An educational event for video game design students at the University of Southern California was canceled after administrators decided that the event’s all-male panel was not diverse enough.
An event called “Legends of the Gaming Industry” planned for April 20 was canceled by USC Games Director Tracy Fullerton after the school’s administrators decided that the all-male panel “didn’t reflect the diversity within the USC community and within the gaming industry at large.”
https://www.facebook.com/USCIMGD/photos/a.546285968813190.1073741829.368804983227957/878639255577858/?type=3&theater
The purpose of the event was for students to not only have the chance to hear from prominent figures in the video game industry, but also to showcase some of their own work to the experts.
USC Games has a diverse student body, half of which is made up by females. Columnist Tiana Lowe of USC’s student newspaper, The Daily Trojan, accused the administration of prioritizing the demands of a few regressive leftists over a “valuable academic opportunity to advance the intellectual development for male and female students alike.” She claimed the administration ironically deprived female students from advancing their own education and networking opportunities by canceling the event in the name of feminism.
The scheduled panelists included prominent members of the video game industry, such as Blizzard Entertainment Design VP Jeff Kaplan and the Riot Games CEO Brandon Beck.
“There was no perfect choice here,” USC Games’ Director Tracy Fullerton claimed. “There was only the choice to stand for one set of values or another. So, I chose the path I believe in. You all are free to disagree, but I think it is the right side of history.”

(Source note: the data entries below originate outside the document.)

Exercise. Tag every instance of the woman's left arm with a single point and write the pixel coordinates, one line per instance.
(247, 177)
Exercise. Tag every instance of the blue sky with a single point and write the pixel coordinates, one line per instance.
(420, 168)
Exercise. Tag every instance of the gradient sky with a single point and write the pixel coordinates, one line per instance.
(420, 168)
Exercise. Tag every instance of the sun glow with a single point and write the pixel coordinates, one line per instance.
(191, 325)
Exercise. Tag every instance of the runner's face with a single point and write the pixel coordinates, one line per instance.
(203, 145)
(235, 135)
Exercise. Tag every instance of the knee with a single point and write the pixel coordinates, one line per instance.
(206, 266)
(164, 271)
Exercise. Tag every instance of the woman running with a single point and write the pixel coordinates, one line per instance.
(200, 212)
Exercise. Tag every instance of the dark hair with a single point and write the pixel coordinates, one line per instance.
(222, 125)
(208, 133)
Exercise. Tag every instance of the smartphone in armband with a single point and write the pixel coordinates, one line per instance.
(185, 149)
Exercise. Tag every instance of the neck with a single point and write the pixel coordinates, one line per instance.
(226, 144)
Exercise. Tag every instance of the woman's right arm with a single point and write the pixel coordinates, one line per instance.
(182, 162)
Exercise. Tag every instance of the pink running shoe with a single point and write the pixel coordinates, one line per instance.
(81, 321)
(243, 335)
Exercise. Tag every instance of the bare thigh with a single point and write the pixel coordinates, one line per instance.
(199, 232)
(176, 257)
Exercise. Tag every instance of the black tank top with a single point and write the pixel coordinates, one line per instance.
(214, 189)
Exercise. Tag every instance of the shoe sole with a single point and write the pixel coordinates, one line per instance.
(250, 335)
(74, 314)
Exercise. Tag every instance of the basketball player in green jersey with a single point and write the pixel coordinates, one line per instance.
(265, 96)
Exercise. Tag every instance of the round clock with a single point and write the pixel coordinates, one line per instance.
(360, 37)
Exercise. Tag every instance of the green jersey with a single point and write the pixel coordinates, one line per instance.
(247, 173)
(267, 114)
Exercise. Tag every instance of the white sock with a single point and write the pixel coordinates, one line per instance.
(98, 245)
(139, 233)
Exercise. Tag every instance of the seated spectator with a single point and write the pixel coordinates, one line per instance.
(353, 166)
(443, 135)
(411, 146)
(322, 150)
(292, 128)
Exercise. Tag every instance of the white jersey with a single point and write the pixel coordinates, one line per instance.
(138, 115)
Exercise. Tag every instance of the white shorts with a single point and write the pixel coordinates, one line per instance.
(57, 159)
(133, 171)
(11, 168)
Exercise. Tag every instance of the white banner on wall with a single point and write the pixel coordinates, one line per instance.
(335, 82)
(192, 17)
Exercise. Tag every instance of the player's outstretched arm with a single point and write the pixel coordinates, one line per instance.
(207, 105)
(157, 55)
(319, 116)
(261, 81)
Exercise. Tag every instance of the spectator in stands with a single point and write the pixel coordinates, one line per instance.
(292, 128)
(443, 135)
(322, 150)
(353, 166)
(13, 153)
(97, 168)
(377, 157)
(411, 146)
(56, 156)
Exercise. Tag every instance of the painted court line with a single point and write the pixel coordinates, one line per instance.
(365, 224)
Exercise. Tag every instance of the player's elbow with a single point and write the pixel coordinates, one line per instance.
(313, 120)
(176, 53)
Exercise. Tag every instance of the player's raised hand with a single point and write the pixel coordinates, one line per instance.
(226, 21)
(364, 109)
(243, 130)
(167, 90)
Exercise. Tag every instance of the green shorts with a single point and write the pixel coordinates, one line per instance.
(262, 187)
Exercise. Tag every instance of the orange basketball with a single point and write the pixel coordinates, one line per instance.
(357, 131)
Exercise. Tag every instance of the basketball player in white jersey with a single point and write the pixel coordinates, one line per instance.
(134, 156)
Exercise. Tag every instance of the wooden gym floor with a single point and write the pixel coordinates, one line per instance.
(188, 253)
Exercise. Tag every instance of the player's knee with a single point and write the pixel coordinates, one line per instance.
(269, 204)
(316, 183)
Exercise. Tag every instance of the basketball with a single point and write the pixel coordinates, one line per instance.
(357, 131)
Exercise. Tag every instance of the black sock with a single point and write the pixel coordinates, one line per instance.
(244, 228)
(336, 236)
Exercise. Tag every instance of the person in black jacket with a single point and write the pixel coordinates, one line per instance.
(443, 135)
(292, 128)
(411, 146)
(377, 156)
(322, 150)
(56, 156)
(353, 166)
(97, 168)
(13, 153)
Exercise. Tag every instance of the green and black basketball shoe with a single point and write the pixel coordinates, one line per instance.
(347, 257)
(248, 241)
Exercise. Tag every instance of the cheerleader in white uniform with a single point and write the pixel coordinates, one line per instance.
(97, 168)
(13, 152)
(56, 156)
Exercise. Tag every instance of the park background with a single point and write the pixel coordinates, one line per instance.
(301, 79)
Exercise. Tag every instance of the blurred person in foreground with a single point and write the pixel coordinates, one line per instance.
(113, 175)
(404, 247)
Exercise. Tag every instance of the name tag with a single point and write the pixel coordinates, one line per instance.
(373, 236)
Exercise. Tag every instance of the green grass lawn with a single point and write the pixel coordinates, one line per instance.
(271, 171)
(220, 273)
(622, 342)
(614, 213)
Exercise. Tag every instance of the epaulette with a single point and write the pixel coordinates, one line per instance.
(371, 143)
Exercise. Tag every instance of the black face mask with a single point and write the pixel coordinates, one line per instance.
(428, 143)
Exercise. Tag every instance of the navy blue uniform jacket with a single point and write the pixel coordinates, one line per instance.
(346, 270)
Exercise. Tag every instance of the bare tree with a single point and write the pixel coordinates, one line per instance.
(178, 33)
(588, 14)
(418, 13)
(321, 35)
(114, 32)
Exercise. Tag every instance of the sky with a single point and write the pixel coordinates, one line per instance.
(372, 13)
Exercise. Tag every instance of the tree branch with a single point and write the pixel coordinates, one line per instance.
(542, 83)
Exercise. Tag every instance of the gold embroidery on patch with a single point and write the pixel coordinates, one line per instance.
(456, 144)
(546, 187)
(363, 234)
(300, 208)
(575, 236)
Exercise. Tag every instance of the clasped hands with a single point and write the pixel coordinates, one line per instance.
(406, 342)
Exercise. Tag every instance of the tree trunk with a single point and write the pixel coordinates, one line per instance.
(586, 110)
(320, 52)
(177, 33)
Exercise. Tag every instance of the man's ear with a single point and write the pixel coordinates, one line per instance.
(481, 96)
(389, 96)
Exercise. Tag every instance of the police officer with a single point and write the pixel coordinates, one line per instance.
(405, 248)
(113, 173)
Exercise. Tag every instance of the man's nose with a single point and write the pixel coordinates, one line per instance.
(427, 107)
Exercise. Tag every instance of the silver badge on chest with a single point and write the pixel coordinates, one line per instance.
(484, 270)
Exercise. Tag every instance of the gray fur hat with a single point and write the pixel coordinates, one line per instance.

Writing in The Daily Trojan, Lowe branded the behavior of her university’s administration as concerning:
This is the new dystopia, in which visual representation is more important than the actual progress of women and men alike, in which a word, “diversity,” is valued over real learning and in which snowflake culture has actually manifested itself as a direct adversary of progress. As a woman in a STEM field, but much, much more importantly, as an individual, to this new regressive standard, I say, “no, thank you.” I’ll take progress over preposterousness every time.